Douglas A. McIntyre is the co-founder, chief executive officer and editor in chief of 24/7 Wall St. and 24/7 Tempo. He has held these jobs since 2006.

McIntyre has written thousands of articles for 24/7 Wall St. He is an expert on corporate finance, the automotive industry, media companies and international finance. He has edited articles on national demographics, sports, personal income and travel.

His work has been quoted or mentioned in The New York Times, The Wall Street Journal, Los Angeles Times, The Washington Post, NBC News, Time, The New Yorker, HuffPost USA Today, Business Insider, Yahoo, AOL, MarketWatch, The Atlantic, Bloomberg, New York Post, Chicago Tribune, Forbes, The Guardian and many other major publications. McIntyre has been a guest on CNBC, the BBC and television and radio stations across the country.
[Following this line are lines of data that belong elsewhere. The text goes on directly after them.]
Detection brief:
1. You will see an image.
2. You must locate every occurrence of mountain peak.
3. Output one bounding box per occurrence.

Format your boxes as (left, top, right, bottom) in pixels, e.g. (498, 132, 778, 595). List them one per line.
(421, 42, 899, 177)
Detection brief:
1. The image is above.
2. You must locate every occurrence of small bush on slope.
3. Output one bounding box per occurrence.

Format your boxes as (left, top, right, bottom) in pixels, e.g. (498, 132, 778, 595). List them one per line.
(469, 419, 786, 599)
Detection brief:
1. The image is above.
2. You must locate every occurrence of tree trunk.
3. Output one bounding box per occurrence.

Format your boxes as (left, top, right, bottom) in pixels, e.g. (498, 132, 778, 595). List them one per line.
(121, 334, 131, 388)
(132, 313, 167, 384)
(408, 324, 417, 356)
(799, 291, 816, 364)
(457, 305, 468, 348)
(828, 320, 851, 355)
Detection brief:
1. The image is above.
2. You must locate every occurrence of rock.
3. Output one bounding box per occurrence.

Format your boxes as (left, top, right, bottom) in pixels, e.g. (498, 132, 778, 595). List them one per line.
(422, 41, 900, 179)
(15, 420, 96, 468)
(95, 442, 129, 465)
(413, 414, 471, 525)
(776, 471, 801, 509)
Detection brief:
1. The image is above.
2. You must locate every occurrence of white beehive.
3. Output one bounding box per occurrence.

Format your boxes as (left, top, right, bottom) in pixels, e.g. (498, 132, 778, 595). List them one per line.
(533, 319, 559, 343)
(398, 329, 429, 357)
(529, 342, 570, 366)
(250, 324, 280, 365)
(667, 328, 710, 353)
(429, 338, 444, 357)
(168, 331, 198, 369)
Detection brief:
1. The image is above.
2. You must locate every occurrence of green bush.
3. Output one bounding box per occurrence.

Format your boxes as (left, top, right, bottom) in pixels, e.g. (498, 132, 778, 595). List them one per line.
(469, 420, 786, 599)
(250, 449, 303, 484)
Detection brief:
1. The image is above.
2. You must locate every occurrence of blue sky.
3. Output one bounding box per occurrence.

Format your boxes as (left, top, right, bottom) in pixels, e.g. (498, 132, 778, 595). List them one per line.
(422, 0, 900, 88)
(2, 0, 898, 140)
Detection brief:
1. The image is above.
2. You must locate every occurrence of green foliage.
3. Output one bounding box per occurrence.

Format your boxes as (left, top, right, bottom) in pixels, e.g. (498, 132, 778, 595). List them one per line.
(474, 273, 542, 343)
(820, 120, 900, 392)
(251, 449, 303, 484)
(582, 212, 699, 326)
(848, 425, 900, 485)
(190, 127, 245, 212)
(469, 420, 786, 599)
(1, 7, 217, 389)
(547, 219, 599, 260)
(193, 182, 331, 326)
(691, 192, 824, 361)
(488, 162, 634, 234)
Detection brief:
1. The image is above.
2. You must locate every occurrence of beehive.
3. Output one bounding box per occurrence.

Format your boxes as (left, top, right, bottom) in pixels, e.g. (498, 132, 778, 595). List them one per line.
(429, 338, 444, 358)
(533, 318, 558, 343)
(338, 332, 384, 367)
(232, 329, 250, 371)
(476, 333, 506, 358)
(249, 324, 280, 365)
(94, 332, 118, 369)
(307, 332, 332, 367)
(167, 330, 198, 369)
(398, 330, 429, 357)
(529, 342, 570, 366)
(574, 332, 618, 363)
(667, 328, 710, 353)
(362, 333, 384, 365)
A magna cum laude graduate of Harvard College, McIntyre also was president of The Harvard Advocate. Founded in 1866, the Advocate is the oldest college publication in the United States.

TheStreet.com, Comps.com and Edgar Online are some of the public companies for which McIntyre served on the board of directors. He was a Vicinity Corporation board member when the company was sold to Microsoft in 2002. He served on the audit committees of some of these companies.

McIntyre has been the CEO of FutureSource, a provider of trading terminals and news to commodities and futures traders. He was president of Switchboard, the online phone directory company. He served as chairman and CEO of On2 Technologies, the video compression company that provided video compression software for Adobe’s Flash. Google bought On2 in 2009.